We can see that the SDIA model in its current form cannot account for the idle state of the machine and thus always underestimates here
The SDIA model underestimates 1-chip machines and greatly over-estimates 2-chip machines
- Taken into account that for 2-chip machines we only have SPECPower data at the moment and no real world data
The linear model is good for parameter exploration, but delivers badly fitted results
The XGBoost model is able to estimate a real world 1-chip machine and an out of sample 2-chip machine from SPECPower very nicely.
- However it tends to under-estimate
We see suprisingly no efficiency gain from applying the SPECPower BIOS settings but rather a smoothing of the curve. The reason to that is currently unknown.

Installation

Tested on python-3.10 but should work on older versions.

python3 -m venv venv
source venv/bin/activate
pip3 install -r requirements.txt

Re-build training data

If you want to rebuild the training data (spec_data*.csv) then you have to include the git submodule with the raw data.

git submodule update --init

Use

You must call the python file ols.py or xgb.py. This file is designed to accept streaming inputs.

A typical call with a streaming binary that reports CPU Utilization could look like so:

$ ./static-binary | python3 ols.py --tdp 240 
191.939294374113
169.99632303510703
191.939294374113
191.939294374113
191.939294374113
191.939294374113
194.37740205685841
191.939294374113
169.99632303510703
191.939294374113
....

Since all possible outputs are infered directly into a dict the model is highly performant to use in inline reporting scenarios.

Demo reporter

If you want to use the demo reporter to read the CPU utilization there is a C reporter in the demo-reporter directory.

Compile it with gcc cpu-utilization.c

Then run it with ./a.out

Or feed it directly to the model with: ./a.out | python3 model.py --tdp ....

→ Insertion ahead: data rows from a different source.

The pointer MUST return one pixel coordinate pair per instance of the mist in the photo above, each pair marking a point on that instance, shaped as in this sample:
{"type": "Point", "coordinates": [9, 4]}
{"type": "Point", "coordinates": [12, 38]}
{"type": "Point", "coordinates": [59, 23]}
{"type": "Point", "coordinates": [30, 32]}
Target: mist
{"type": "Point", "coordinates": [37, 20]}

Comparison with Interact DC variable selection

Run the interact_validation.py to see a K-Folds comparison of our variable selection against the one from Interact DC.

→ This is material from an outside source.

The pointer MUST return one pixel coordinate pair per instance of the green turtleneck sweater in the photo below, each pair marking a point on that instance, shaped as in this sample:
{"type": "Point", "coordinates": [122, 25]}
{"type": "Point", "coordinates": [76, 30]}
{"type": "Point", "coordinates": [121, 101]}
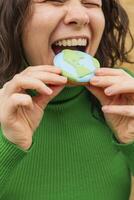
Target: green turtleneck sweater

Without Hyperparameter Tuning when comparing the available variables in the cloud they are about the same.

Assumptions & Limitations

The model was trained on the SPECpower dataset which almost exclusively includes compute focussed machines. This means it will not be accurate for memory-heavy machines like database servers or ML machines that tend to use GPUs/TPUs or even ASICS
The main input variable for the model is CPU utilization. This metric is only reliable if the system frequencies do not change much. See our in depth article about usefulness of CPU Utilization as a metric
SPECPower machines tend to be rather tuned and do not necessarily represent the reality of current datacenter configurations. So you are likely to get a too small value than a too high value. This was also detailed in the analysis earlier in the README, where we talk about the turned off features.
If you are in a shared resource system like a Virtual Machine the model will assume a linear fraction of the load. This is debateable and might need improvement. See the discussion here: https://github.com/green-coding-solutions/spec-power-model/issues/4

TODO

vhost operating point
~~validation of EC2 machines and the data from Teads.~~
~~Performance optimizations for inline processing to get below 2% of utilization for 100ms intervals~~
Re-evaluating more machines from the SPECPower database in our lab and better understand what the BIOS settings really impact in regards to the server energy
Research what values in the cloud are typically set for the BIOS settings that SPECPower lists and if they can be configured in the cloud
Introspecting our models to understand which parameter in which setting will give the most energy gain when set on the machine so that developers can optimize these parameters

Credits

A similar model has been developed in academia from Interact DC and the paper can be downloaded on their official resources site.

Our model was initially developed idependently but we have taken some inspiration from the paper to tune the model afterwards.

A big thank you to Rich Kenny from Interact DC to providing some insights to parameters and possible pitfalls during our model development.